Shelby American's Gary Davis called an audible on the Super Snake production team so it could be built on the regular production line in near record time. The stock white-over-black paint scheme was retained, but the front and rear fenders were flared out an additional 1.5 inches, while a carbon fiber front splitter and side rocker panel skirts added a more aggressive ground effects look. The bumper treatments were also revised, as is all badging and graphic I.D. The front driving lights gave way to screened air intakes in the name of enhanced brake cooling. The Shelby supplied three-piece alloys were replaced with HRE C-90 10-inch modular alloys with dark graphite gray/black centers and highly polished aluminum rims. Shelby carbon fiber scoops replace the stock quarter windows.

The look is highly duochromatic, with the stock white paint finish retained but accented by all black and dark graphite stripes, trim, and graphic. Stark, wicked, and all business—appropriate for a game script that calls for cross-country high-stakes chase competitions at speeds up to 200 mph. All of the rest of the Shelby Super Snake upgrades are retained, while JVC provides a new touch screen infotainment head unit, speakers, and trunk-filled amplifiers.

Lift the composite hood, which is so light it practically floats out of your hand, and everything underhood is as it should be: Shelby/Ford Racing Whipple blown 5.4 equipped with Shelby billet fluid caps, Shelby serial badging, cold-air intake, and all the rest. The idle is dead smooth, the sound audio tract a combination of the bassy Borla pipes overlaid with the muted whine of the supercharger twirling around.
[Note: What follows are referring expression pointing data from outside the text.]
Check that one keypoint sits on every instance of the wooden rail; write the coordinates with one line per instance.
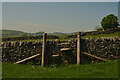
(94, 56)
(27, 58)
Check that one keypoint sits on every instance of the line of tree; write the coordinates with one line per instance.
(108, 22)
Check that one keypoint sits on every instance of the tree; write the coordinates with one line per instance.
(110, 21)
(98, 28)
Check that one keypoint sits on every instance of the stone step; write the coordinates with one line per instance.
(65, 49)
(55, 55)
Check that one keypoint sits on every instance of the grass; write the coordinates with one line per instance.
(95, 70)
(116, 34)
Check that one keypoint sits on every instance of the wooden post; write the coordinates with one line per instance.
(78, 48)
(43, 49)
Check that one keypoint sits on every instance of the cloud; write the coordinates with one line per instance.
(30, 27)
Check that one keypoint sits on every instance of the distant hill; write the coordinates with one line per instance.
(12, 33)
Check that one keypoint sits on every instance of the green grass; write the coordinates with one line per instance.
(95, 70)
(116, 34)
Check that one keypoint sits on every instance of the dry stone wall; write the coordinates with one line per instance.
(108, 48)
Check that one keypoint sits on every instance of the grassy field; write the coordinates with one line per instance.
(94, 70)
(116, 34)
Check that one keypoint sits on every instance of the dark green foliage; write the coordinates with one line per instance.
(110, 21)
(99, 29)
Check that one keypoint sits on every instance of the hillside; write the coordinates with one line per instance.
(12, 33)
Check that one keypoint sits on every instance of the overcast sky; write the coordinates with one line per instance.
(54, 16)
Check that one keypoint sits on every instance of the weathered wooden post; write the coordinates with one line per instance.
(78, 48)
(43, 49)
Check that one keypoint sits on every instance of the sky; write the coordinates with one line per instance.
(55, 16)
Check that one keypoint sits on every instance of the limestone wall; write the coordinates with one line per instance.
(108, 48)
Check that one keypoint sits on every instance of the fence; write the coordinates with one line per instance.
(61, 51)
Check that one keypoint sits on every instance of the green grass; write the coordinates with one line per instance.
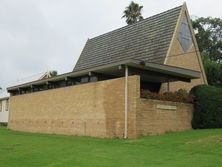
(197, 148)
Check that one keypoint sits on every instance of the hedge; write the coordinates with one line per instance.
(207, 107)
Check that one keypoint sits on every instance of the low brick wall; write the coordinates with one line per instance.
(92, 109)
(156, 117)
(97, 110)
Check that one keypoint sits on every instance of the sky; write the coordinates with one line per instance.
(41, 35)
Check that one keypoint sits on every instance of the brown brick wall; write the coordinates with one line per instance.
(94, 109)
(153, 120)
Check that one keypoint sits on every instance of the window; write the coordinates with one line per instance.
(84, 79)
(184, 35)
(0, 106)
(6, 105)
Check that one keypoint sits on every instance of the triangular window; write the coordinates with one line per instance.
(184, 35)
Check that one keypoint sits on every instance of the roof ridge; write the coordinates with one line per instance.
(139, 22)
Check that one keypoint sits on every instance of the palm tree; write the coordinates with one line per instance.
(132, 13)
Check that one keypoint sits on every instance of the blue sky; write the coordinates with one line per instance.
(41, 35)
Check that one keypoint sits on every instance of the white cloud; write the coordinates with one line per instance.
(36, 35)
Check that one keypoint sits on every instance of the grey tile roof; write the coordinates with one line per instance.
(148, 40)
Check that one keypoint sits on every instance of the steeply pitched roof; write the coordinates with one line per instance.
(147, 40)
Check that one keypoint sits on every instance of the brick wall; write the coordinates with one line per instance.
(96, 109)
(156, 117)
(93, 109)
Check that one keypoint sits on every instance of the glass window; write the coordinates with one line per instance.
(184, 35)
(93, 79)
(6, 105)
(84, 79)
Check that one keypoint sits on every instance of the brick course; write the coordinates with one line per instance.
(95, 109)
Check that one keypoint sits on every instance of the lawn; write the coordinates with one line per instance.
(197, 148)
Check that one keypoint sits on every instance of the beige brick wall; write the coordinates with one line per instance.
(93, 109)
(157, 117)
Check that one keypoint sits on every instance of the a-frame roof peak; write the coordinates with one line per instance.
(148, 40)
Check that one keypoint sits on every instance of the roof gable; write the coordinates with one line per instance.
(147, 40)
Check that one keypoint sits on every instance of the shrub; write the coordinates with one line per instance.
(177, 96)
(207, 107)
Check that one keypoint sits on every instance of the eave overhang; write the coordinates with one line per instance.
(148, 71)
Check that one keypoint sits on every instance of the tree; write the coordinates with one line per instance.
(209, 37)
(213, 72)
(132, 13)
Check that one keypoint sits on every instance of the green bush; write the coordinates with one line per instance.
(178, 96)
(207, 107)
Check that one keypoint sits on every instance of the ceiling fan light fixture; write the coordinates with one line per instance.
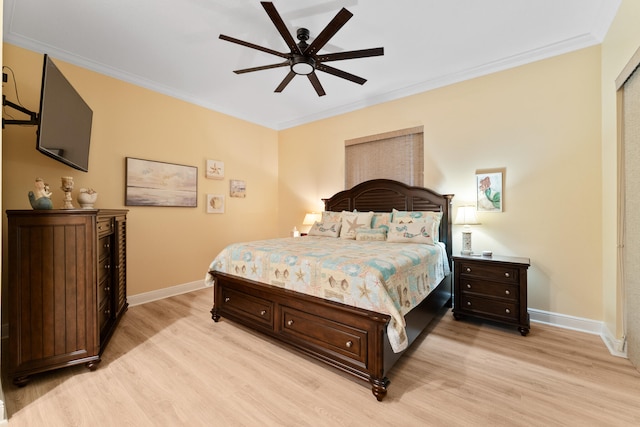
(303, 65)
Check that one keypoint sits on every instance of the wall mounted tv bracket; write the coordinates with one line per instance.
(33, 116)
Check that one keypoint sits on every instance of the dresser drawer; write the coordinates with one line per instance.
(104, 247)
(105, 226)
(489, 271)
(492, 289)
(248, 307)
(324, 334)
(491, 307)
(104, 314)
(104, 291)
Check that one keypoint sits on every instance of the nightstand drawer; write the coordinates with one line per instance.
(491, 289)
(491, 307)
(489, 271)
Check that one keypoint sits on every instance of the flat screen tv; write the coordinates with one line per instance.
(64, 128)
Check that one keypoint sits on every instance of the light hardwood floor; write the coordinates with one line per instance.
(169, 364)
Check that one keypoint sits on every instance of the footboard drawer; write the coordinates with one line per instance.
(328, 336)
(245, 306)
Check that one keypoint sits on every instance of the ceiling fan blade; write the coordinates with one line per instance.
(364, 53)
(280, 26)
(313, 78)
(329, 31)
(286, 81)
(263, 67)
(253, 46)
(340, 73)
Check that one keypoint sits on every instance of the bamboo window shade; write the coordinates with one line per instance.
(397, 155)
(628, 84)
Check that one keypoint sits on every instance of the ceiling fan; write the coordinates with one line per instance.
(303, 58)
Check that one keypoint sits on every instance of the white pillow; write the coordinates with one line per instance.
(326, 229)
(352, 221)
(372, 235)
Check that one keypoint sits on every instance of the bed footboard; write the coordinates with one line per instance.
(348, 338)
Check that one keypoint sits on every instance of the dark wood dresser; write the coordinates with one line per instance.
(67, 287)
(493, 288)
As the EA build comprised no performance parameter changes, we expect a typical Super Snake driving experience. The Shelby short-throw shifter snicks into first, and we're away.

Horsepower is an intoxicating mistress. We drive a lot of fast cars; various sources quote 0-60 times for this model in the low four-second range. Our '08 Shelby GT daily driver is naturally aspirated, has 15 percent less displacement, and about half the horsepower of this EA Super Snake. And it takes a couple of seconds longer to get to 60 than does this great white shark. That makes the video game car F-F-F-fun with several capital Fs. Remember, Absolute Power Corrupts—Absolutely.